UK drivers saw their car insurance premiums rise for the first time in 12 months over the latest quarter, according to data from Confused.com and Willis Towers Watson (WLTW).
The figures show that premiums increased by an average of 1%, or £8, between July and September this year, with motorists now typically paying £760 for annual coverage.
This follows four consecutive quarters of falling premiums since the summer of 2017 when prices peaked at £847, with the latest rise thought to reflect uncertainty around the discount rate.
WLTW head of P&C pricing, Stephen Jones, said ongoing pressures on repair costs also contributed to the increase.
"While this latest rise is minimal, the flattening of the recent dramatic fall in prices provides some comfort for insurers who have weathered an extremely competitive recent market," he said.

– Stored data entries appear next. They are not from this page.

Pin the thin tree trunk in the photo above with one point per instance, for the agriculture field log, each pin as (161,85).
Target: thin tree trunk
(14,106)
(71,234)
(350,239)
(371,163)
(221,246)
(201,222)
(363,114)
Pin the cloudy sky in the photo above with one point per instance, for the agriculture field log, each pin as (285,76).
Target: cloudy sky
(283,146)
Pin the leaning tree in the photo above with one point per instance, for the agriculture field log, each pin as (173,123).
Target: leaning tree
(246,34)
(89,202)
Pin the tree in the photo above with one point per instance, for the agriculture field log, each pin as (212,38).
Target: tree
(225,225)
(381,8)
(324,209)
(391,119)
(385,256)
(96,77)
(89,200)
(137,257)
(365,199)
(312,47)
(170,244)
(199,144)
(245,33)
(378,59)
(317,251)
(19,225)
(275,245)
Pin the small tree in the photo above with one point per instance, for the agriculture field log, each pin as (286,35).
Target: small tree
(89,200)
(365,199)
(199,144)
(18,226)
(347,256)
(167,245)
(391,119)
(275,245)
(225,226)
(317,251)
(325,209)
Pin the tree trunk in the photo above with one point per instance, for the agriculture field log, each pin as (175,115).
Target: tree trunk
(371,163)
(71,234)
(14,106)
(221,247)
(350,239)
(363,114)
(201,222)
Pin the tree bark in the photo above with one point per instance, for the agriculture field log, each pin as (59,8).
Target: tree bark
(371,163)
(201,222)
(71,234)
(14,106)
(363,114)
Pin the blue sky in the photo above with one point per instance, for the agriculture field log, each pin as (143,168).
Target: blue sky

"In addition, they face a number of uncertainties that are likely to trouble the market well into 2019, particularly concerning the risk that Brexit will impact the timing of changes to the discount rate."

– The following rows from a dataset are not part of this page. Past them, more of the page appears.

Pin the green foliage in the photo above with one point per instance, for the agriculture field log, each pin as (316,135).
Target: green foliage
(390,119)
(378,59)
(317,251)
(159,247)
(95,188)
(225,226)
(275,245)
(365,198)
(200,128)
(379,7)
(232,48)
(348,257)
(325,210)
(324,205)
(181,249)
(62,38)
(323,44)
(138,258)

Despite the latest premium hike, the data, which is based on more than six million customer quotes per quarter, shows that motorists are still paying 9% less than this time last year.
The South West of England saw the greatest quarterly rise in prices at 3%, although these are still the cheapest premiums across the UK at just £566 on average.

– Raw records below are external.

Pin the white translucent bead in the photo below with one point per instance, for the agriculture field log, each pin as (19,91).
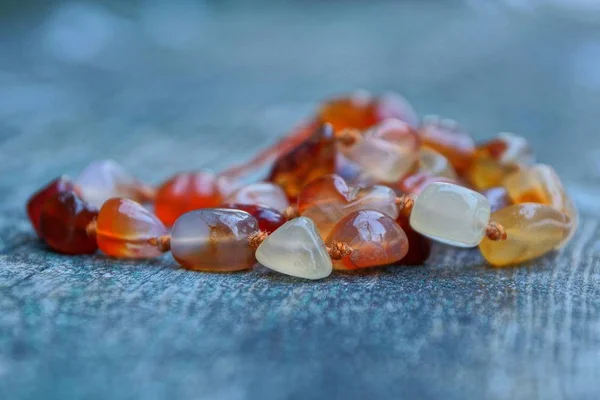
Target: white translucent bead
(296,249)
(451,214)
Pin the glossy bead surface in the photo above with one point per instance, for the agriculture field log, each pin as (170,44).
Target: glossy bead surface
(296,249)
(102,180)
(63,223)
(375,239)
(214,239)
(124,227)
(329,199)
(532,231)
(36,202)
(265,194)
(268,219)
(186,192)
(451,214)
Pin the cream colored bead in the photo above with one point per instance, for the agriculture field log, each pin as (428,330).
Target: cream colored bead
(451,214)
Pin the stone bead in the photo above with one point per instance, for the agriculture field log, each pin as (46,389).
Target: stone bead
(124,228)
(214,239)
(188,191)
(329,199)
(296,249)
(375,239)
(451,214)
(386,152)
(311,159)
(532,231)
(102,180)
(265,194)
(268,219)
(63,223)
(36,202)
(446,137)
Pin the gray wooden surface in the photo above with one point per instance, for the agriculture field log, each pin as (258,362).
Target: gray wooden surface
(85,82)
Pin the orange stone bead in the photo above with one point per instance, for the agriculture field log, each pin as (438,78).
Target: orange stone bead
(375,239)
(186,192)
(36,202)
(312,159)
(63,224)
(124,228)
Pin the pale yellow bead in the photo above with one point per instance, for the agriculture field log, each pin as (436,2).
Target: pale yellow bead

Drivers in Northern Ireland experienced the biggest quarterly drop with their premiums falling by 2% to £873 on average.
Males aged 17 to 20 are still paying the most of any demographic at £2,306, but it was female drivers aged 71 and over that saw the biggest price hike in the last quarter, rising by 4% to £424.
And prices are expected to rise further, with Confused.com head of data insight, Steve Fletcher, adding: "Premiums are on the up, and this time starting at a much higher base, which could mean the cost of car insurance could reach new highs."